# Methodology for the Wronskian

MathewsMD
I was just curious and had a question: why does the Wronskian indicate linear independence if ## W ≠ 0 ## but is linearly dependent if ## W = 0 ##? Is there a proof to help understand the exact operations of the Wronskian and why it conveys these properties based on these results alone? Thank you!

First, think about systems of simultaneous linear equations and how they analyzed with matrices. Traditionally, we write the system in the form $M\ x = b$ with the left hand side being the product of a matrix multiplied on the right by a column vector (as opposed to a matrix multiplied on the left by a row vector). The product $M\ x$ of a matrix times a column vector can be viewed as a linear combination of the columns of $M$ with coefficients taken from the entries of $x$.

Writing the jth column of $M_{*.j}$

$M\ x = x_1 M_{*,1} + x_2 M_{*.2} + ... x_n M_{*,n}$

If we have more or fewer unknowns than equations, the matrix $M$ isn't square, so we can't do an analysis by taking its determinant. When $M$ is a square matrix and its derminant is non-zero, we can find a unique solution for variables $x$. In particular , we can find a unique solution for the system $M\ x = b$ when $b$ is the column vector of zeroes. The unique solution to $M\ x = 0$ would be $x_j = 0$ for all $j$..

If the column vectors of $M$ were dependent then solution for $M\ x = 0$ would not be unique. For example if $M_{*,1} = \sum_{j=2}^n a_j M_{*,j}$ with at least one of the $a_j$ nonzero then the values $x_1 = 1$ and $x_j = -a_j$ for $j > 1$ would be a nonzero solution to $M\ x = 0$.

By analogy, the Wronskian $W$ is the derminant of a square matrix of functions $M$ . A column vector of $M$ gives a function and it's successive derivatives.
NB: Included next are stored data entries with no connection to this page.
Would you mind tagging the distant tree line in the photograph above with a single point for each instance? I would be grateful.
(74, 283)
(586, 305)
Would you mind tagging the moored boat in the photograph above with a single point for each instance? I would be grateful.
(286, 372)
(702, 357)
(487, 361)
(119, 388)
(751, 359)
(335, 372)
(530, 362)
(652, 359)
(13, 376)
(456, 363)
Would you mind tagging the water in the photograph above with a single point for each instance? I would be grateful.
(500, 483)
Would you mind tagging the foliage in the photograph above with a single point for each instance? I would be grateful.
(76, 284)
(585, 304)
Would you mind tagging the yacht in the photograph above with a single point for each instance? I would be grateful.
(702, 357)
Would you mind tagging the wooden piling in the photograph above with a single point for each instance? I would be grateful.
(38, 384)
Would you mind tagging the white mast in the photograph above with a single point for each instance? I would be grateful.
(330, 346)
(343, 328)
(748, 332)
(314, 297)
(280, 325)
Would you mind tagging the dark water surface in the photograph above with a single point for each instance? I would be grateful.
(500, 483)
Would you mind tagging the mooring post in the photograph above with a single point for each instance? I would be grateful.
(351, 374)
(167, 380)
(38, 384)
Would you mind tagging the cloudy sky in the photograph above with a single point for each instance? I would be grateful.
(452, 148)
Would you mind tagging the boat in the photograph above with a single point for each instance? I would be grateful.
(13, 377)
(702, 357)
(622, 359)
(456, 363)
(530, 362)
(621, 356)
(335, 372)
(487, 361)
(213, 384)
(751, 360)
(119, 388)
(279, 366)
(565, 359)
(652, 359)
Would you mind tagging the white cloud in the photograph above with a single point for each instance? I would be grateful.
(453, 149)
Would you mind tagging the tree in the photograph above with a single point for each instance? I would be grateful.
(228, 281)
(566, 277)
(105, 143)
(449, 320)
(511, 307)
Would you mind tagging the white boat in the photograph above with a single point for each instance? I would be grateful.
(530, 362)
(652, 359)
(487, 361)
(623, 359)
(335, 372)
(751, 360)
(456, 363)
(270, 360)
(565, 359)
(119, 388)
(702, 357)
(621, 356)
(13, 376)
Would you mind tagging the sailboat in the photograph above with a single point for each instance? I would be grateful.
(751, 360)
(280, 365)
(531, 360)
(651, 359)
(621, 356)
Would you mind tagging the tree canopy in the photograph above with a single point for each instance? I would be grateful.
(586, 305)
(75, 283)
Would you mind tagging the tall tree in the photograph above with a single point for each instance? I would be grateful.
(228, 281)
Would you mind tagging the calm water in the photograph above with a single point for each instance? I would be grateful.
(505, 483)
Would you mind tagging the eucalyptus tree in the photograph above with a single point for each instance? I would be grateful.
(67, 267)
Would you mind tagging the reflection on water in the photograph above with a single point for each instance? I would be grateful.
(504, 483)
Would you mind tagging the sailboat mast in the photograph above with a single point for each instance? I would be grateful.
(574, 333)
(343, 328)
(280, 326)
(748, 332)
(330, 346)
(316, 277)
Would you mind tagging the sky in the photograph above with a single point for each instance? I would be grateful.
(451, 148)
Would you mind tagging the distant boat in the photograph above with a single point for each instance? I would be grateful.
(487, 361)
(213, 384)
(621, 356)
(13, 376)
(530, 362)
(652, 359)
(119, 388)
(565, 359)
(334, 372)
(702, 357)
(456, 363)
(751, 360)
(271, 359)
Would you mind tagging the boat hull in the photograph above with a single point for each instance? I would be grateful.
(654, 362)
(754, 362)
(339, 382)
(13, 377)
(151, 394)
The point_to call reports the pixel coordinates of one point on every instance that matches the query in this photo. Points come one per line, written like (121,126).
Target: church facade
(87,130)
If $W$ is nonzero then $M\ x = 0$ has the unique solution $x= 0$ , so the column vectors of $M$ are independent.

That's just "by analogy". There would be lots of technicalities to consider if we want to prove anything about solutions to a differential equation. At least the analogy reminds us that a given column has entries all relate to the same function ( and a given row has entries that all relate to the same order of differentiation).